Now let us examine the whey. It is sweet from containing a kind of sugar called milk-sugar. These sugar substances, when heated with an alkaline solution of a salt of copper, have the property of taking oxygen from the copper compound, changing it to one that is insoluble; and in effecting this change they also cause a change of colour. Thus you see, when I add to this solution of grape-sugar a blue solution of a copper salt (called Fehling's solution, an alkaline tartrate of copper) and heat it, the blue colour gradually disappears and a reddish substance, an oxide of copper (cuprous oxide) falls to the bottom of the glass. Applying the same test to the whey, we find proof of the existence of sugar in it. Now sugar is a compound of carbon, hydrogen, and oxygen. It contains no nitrogen, and hence it is called non-nitrogenous, to distinguish it from the nitrogenous or proteid group of bodies already referred to. As the oxygen and hydrogen in sugar are in the proportion by volume of one of oxygen to two of hydrogen, as in water, sugar is said to be a carbo-hydrate; or, as one might phrase it, it is hydrated carbon. Suppose, as 1 now do, we pour some strong sulphuric acid, which has a great affinity for water, upon a bit of lump sugar, you see the lump soon becomes a black mass of carbon or charcoal. This group of carbo-hydrates includes the various kinds of sugars, starches, and gums. Carbo-hydrates are always present in a diet. They abound in rice, sago, potato, and bread, and in vegetable matters used as foods.
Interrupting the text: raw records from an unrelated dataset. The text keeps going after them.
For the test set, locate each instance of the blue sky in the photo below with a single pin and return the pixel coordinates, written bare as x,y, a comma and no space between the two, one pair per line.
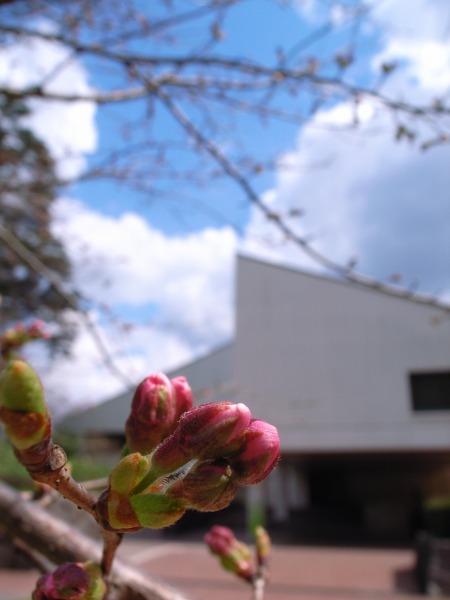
167,266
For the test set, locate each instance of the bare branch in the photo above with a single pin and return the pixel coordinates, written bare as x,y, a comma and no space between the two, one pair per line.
36,265
251,194
60,542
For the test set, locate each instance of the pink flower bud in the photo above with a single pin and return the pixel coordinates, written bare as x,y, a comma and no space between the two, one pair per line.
234,555
71,581
258,454
220,540
205,432
152,415
207,487
128,473
183,396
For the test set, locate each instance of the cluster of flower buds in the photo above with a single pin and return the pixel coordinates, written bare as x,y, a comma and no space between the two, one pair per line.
71,581
235,556
214,448
157,405
15,337
23,410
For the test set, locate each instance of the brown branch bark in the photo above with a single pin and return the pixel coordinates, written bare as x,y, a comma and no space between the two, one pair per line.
59,542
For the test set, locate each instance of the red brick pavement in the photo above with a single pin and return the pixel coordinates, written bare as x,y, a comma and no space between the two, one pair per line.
301,573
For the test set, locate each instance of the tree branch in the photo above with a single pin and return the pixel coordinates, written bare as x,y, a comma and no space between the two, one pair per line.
31,260
250,193
59,542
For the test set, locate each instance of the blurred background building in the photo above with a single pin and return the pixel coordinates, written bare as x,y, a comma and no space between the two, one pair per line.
358,384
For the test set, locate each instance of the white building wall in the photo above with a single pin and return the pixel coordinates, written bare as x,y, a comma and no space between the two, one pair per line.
328,362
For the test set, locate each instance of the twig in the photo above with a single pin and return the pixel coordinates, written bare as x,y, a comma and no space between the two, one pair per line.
60,542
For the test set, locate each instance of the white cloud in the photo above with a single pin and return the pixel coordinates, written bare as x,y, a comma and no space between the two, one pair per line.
125,263
383,201
68,129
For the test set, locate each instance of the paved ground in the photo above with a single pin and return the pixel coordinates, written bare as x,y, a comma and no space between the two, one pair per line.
297,573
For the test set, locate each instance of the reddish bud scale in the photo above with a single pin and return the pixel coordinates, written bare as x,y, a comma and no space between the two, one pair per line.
115,513
23,409
71,581
152,414
205,432
258,454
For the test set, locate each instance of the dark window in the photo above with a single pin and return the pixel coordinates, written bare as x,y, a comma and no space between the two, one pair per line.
430,391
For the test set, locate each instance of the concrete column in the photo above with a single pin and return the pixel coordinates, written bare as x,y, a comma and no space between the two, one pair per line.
255,505
276,492
296,485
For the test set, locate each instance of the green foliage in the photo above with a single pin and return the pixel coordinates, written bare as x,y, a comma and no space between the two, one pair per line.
10,468
11,471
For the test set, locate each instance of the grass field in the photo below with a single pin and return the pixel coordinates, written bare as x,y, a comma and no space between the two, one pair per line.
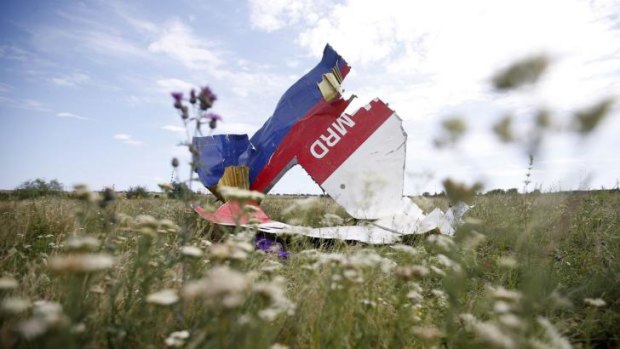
524,271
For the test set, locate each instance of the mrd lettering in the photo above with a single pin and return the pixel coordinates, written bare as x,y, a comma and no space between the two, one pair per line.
331,137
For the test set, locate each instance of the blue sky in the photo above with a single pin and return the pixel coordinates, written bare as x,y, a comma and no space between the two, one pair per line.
84,86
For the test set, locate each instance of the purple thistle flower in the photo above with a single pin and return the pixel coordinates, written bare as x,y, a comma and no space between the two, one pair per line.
178,97
206,97
271,246
213,116
213,119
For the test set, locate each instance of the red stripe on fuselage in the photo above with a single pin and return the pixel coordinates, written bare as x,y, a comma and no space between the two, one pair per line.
322,140
366,123
296,140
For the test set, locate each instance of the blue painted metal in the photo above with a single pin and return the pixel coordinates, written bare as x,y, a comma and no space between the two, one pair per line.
217,152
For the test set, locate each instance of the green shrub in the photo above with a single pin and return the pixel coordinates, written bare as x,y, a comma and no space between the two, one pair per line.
38,188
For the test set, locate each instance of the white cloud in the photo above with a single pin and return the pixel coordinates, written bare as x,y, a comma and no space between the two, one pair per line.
171,85
71,79
270,15
122,136
70,116
173,128
177,41
127,139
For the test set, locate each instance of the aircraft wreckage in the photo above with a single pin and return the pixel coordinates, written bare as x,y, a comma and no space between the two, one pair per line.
358,159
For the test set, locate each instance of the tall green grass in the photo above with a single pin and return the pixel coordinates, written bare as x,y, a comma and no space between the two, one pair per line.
524,271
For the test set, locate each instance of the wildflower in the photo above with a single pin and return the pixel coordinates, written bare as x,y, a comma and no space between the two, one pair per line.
81,263
8,283
595,302
46,316
191,251
526,71
184,112
437,271
405,248
15,305
206,98
163,297
178,97
511,321
410,272
415,297
278,346
468,320
501,307
82,243
271,266
177,339
221,286
213,119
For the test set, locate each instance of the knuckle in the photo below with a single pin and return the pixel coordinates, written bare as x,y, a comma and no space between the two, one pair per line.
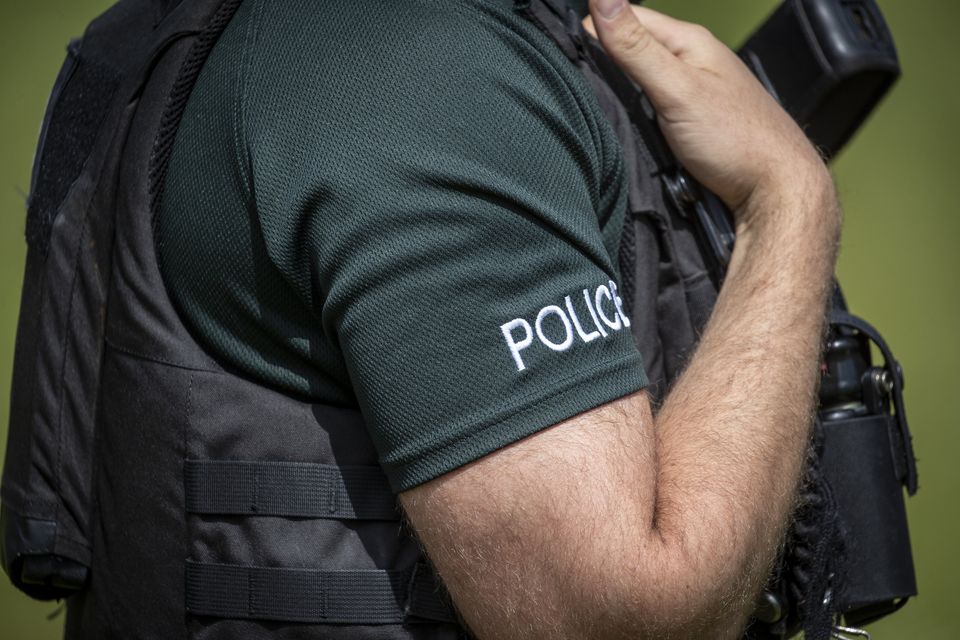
699,33
634,40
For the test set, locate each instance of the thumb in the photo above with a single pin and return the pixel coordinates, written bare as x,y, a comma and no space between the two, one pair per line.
635,49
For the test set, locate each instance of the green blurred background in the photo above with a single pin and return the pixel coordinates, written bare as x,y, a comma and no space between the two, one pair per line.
899,264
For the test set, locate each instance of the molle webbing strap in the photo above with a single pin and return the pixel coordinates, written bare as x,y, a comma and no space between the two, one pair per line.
315,596
291,489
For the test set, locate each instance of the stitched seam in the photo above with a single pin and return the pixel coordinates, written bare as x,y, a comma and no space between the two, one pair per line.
240,146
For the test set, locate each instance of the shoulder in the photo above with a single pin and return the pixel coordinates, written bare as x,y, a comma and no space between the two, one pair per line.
420,63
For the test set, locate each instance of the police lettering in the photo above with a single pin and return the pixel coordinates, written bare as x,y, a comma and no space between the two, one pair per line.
586,317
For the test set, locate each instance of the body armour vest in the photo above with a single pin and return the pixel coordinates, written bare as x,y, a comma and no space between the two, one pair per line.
140,482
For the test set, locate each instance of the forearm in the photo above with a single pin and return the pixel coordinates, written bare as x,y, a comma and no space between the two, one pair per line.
732,434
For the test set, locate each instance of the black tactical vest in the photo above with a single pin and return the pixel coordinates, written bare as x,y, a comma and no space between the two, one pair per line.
167,497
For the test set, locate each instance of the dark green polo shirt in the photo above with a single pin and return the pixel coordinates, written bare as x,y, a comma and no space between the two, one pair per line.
410,207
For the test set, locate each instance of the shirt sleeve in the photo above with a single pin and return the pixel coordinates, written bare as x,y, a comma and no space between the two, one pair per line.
450,207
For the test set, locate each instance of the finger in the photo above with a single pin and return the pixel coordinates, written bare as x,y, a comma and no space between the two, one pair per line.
635,47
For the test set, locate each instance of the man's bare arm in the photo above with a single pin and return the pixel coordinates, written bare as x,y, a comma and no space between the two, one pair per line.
616,524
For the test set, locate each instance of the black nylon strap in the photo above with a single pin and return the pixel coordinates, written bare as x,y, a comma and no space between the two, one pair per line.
905,444
291,489
315,596
556,20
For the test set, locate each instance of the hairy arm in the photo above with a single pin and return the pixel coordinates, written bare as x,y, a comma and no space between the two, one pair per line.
619,524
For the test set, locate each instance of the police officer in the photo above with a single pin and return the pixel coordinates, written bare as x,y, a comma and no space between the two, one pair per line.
412,213
445,245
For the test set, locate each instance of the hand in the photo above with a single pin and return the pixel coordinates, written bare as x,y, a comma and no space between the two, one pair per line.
718,119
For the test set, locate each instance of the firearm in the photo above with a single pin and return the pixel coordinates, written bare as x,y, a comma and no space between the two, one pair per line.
829,63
I need hardly demonstrate to you that milk contains butter. Butter is a mixture of various fats, and as fats are soluble in ether, it is easy to make an ethereal solution of the fat of milk by shaking up milk with ether, after adding a little caustic potash to it and keeping it moderately warm. In this long tube you see a layer of ether holding fat in solution, floating on the top of the fluid. Fat also consists of carbon, hydrogen, and oxygen, but in proportions different from those in which these elements exist in the carbo-hydrates. It contains no nitrogen. Fatty matter must always exist in a diet suitable for sustaining life. Then we have in milk various mineral or saline substances, such as chloride of sodium or common salt, chloride of potassium (possibly), phosphates of soda and potash, phosphates of lime and magnesia, and the ash always shows traces of iron, although we are not acquainted with the exact condition in which iron exists in milk. Here is some ash of milk prepared for us by the chemists, and it would not be difficult to show you that these salts exist in it. Lastly, milk always contains water as the solvent for all the substances I have mentioned. Examine for a moment this table.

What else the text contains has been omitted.